Seconded - I love just & Justfile. Such an upgrade after trying to force things into package.json scripts. Chaining commands, optional CLI arguments, comments, simple variables, etc. Very simple and a breath of fresh air.
Also, we turned up 2,000 domains that redirect to a very shady site called happyfamilymedstore[dot]com. Stuff like avanafill[dot]com, pfzviagra[dot]com, prednisoloneotc[dot]com. These domains made it into the Tranco 100k somehow.
Lately, happyfamilymedstore has mysteriously always been in the top ~ten Google Images results for super niche bicycle parts searches I do. They seem to have ripped an insane amount if images that gets reposted on their domain.
What most of them do is they will use Wordpress exploits to get into random wordpress website ran by people who know nothing about managing a website and are running on a $3/mo shared hosting account.
After they get into these random wordpress sites, then then embed links back to their sketchy site in obscure places on the wordpress site that they hacked, so that owners of the site don't notice, but search bots do.
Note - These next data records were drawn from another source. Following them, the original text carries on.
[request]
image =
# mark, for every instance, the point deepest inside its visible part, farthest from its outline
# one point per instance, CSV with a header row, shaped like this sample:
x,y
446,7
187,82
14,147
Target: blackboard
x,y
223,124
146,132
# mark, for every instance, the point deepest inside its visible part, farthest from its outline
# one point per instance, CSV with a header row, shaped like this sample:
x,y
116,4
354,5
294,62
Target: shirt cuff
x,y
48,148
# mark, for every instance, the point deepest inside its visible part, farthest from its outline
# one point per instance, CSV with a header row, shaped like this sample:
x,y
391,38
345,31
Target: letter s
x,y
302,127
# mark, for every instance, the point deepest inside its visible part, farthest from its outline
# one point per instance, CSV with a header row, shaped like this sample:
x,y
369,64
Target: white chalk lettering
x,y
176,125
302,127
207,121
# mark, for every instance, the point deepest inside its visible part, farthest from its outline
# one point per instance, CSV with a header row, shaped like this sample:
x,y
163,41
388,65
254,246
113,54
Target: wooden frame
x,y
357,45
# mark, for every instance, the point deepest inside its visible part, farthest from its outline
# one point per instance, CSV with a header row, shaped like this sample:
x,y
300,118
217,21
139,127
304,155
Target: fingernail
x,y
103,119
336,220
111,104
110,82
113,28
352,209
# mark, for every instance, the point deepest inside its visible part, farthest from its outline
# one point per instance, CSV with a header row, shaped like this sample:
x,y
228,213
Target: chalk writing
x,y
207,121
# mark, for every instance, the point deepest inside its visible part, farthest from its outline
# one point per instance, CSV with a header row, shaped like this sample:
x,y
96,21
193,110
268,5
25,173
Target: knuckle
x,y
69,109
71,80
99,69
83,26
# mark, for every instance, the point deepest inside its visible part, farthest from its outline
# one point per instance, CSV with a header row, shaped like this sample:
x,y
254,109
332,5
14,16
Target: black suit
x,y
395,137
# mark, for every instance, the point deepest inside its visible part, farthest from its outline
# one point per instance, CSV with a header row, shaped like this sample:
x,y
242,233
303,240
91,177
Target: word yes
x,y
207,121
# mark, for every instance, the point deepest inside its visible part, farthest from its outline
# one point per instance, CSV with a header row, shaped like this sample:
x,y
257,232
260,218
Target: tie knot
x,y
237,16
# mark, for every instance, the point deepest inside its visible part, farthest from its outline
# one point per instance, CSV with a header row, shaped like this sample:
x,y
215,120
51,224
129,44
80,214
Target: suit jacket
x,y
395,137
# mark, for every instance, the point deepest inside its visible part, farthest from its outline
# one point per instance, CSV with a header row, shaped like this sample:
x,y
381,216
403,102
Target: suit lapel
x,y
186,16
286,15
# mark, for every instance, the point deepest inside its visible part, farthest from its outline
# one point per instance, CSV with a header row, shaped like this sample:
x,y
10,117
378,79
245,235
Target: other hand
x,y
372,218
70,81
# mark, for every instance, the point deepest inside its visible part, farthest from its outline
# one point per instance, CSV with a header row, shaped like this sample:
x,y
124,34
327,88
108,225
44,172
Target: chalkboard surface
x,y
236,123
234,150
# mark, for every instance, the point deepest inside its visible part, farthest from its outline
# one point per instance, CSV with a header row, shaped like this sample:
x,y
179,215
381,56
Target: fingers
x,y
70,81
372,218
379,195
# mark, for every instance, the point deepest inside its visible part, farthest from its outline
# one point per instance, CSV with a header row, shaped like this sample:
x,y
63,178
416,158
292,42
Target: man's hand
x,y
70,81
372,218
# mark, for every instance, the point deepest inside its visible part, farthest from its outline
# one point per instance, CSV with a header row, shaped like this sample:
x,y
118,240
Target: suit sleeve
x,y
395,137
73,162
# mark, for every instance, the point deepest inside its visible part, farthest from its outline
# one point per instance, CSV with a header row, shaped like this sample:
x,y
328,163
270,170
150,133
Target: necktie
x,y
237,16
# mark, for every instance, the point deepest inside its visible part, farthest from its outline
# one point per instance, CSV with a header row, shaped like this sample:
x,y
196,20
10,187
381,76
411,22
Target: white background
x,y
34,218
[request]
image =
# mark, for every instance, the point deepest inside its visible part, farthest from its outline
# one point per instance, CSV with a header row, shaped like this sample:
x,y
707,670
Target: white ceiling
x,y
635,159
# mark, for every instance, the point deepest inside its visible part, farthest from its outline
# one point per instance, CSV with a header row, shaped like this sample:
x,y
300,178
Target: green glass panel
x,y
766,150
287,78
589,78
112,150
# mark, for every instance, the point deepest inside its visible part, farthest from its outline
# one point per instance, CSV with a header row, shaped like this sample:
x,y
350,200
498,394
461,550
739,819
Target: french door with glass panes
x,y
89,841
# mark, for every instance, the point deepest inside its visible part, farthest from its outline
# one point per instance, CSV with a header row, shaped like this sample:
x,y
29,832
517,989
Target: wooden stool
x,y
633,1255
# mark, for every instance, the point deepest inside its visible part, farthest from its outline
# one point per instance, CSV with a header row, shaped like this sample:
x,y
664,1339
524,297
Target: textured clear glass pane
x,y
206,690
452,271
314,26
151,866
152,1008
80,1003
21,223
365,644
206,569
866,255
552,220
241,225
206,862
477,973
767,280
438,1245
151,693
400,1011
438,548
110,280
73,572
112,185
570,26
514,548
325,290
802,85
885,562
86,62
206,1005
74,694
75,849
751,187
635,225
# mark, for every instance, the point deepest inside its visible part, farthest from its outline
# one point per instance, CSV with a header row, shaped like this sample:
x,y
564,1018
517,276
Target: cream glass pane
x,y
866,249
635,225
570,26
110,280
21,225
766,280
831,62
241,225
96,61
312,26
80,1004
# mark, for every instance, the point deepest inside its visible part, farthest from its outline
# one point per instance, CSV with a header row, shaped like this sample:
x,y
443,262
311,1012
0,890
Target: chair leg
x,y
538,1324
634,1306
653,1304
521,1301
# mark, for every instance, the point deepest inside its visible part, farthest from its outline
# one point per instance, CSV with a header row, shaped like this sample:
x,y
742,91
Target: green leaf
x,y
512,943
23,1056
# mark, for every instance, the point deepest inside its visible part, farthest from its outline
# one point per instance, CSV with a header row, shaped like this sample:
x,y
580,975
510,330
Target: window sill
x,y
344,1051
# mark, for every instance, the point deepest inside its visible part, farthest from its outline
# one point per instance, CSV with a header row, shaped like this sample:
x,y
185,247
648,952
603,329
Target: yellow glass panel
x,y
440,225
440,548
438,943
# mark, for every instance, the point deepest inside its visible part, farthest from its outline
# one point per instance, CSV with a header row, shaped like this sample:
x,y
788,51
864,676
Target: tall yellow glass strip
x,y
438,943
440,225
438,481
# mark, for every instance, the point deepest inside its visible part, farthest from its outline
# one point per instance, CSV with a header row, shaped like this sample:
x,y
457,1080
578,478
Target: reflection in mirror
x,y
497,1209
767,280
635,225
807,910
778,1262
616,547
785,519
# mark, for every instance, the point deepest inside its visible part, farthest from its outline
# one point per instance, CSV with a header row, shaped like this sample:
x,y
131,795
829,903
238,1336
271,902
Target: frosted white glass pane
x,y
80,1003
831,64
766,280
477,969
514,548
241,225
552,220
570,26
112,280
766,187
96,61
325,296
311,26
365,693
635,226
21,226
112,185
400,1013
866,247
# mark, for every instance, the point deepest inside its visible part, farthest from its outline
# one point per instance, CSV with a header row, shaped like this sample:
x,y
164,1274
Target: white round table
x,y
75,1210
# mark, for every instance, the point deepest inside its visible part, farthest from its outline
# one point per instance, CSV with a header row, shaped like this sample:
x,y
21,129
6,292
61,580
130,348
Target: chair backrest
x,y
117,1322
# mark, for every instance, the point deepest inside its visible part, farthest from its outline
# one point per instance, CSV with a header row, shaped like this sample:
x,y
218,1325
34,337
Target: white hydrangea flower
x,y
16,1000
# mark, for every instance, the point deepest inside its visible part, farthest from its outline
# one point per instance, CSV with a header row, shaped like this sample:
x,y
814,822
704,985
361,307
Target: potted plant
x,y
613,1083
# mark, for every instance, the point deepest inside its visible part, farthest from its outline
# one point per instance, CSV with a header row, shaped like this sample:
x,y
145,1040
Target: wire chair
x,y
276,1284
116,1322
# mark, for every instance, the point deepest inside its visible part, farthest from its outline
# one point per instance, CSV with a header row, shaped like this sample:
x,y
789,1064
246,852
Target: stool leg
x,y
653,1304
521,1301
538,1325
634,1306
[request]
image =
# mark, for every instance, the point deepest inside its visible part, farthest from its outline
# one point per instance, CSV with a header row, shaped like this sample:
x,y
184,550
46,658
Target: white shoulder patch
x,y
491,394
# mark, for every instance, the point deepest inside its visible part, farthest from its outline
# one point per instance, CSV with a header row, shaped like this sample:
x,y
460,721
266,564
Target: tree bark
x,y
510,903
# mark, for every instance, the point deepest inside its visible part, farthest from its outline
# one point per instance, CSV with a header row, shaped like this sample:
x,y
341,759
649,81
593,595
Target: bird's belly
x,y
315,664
They usually leave the wordpress site alone, but will create a user account to get back into it again later if Wordpress patches an exploit. All of this exploit and link adding is automated, so it is just done by crawlers and bots.
This is done tens of thousands or even millions of times over. All of these sketchy backlinks eventually add up, even if they are low quality, and provide higher ranking for the site they all point to.
Think of websites like mommy blogs, diet diaries, family sites, personal blogs, and random service companies (plumbers, pest control, restaurants, etc) that had their nephew throw up a wordpress site instead of hiring a professional.
I don't mean to pick on wordpress, but it really is the most common culprit of these attacks. Because so many Wordpress sites exist that are operated by people who aren't informed about basic security. Plus, wordpress is open source, so exploits get discovered by looking at source code and attackers will sell those exploits instead of reporting them. So Wordpress is in an infinite cycle of chasing exploits and patching them.
You can have a separate system, even a locally running desktop app do that. You can still have a database, complex HTML templating, and image resizing! You just do it offline as a preprocessing step instead of online dynamically for each page view.
Unfortunately, this approach never took off, even though it scales trivially to enormous sites and traffic levels.
I recently tried to optimise a CMS system where it was streaming photos from the database to the web tier, which then resized it and even optimised it on the fly. Even with caching, the overheads were just obscene. Over a 100 cores could barely push out 200 Mbps of content. Meanwhile a single-core VM can easily do 1 Gbps of static content!
Here's some rough scheme I came up with (I never implemented it, though):
1. Use github pages to serve content.
2. Use github login to authenticate using just JS.
3. Use JS to implement rich text editor and other edit features.
4. When you're done with editing, your browser creates a commit and pushes it using GitHub API.
5. GitHub rebuilds your website and few seconds later your website reflects the changes. JavaScript with localStorage can reflect the changes instantly to improve editor experience.
6. Comments could be implemented with fork/push request. Of course that implies that your users are registered on GitHub, so may not be appropriate for every blog. Or just use external commenting system.
So, essentially a site generated with Jekyll, hosted on GitHub Pages with Utterances [0] for comments and updated with GitHub Actions.
I don’t know if https://github.dev version of Visual Studio Code supports extensions/plugins, but if so, then there is also a rich text editor for markdown ready.
All that’s left would be an instant refresh for editing.
There are plenty of places that you can go to on this planet with little to no law enforcement. Don't be surprised if you end up dead there. Handling global crime is very difficult.
I recently saw and reported one to a local business.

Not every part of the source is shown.